Soil organic matter (SOM) is vital for assessing the quality of arable land. A fast and reliable estimation of SOM is important to predict the soil carbon stock in cropland. In this study, we aimed to explore the potential of combining multitemporal Sentinel-2A imagery and random forest (RF) to improve the accuracy of SOM estimates in the plough layer for cultivated land at a regional scale. The field data of SOM content were utilized along with multitemporal Sentinel-2A images acquired over three years during the bare soil period to develop spectral indices. The best bands and spectral indices were selected as prediction variables by using the RF algorithm. Partial least squares (PLS), geographically weighted regression (GWR), and RF were employed to calibrate spectral indices for the SOM content, and the optimal calibration model was used for the mapping of the SOM content in arable land at a regional scale. The results showed the following. (1) The multitemporal image estimation model outperformed the single-temporal image estimation model.
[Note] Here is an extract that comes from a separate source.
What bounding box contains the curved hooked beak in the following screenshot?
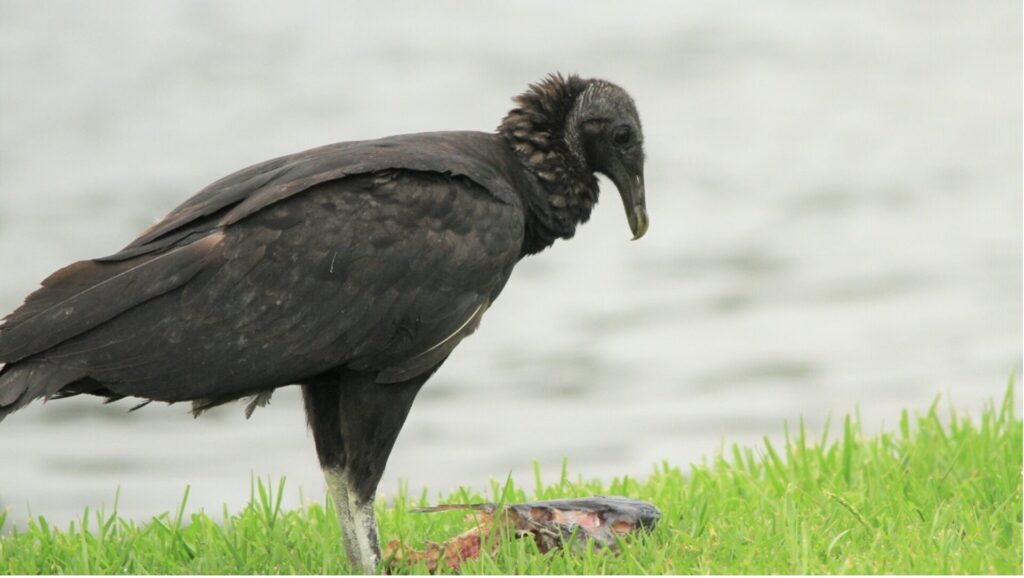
[608,165,650,241]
The estimation model that utilized the optimal bands and spectral indices as prediction variables usually had better accuracy than the models based on full spectral data. (2) For the SOM content estimates, the performance was better with RF than with PLS and GWR in almost all cases. (3) The most accurate SOM estimation in the case area was achieved by using multitemporal images from 2018 and the RF calibration model based on the optimal bands and spectral indices as prediction variables, with R2val (coefficient of determination of the validation data set) = 0.67, RMSEval (root mean square error of the validation dataset) = 2.05, and RPIQval (ratio of performance to interquartile range of the validation dataset) = 3.36. (4) The estimated SOM content in the plough layer for cultivated land throughout the study area ranged from 16.17 to 36.98 g kg−1 and exhibited an increasing trend from north to south. In the current study, we developed a framework that combines multitemporal remote sensing imagery and RF for the SOM estimation, which can improve the accuracy of quantitative SOM estimations, provide a dynamic, rapid, and low-cost technique for understanding soil fertility, and offer an early warning of changes in soil quality.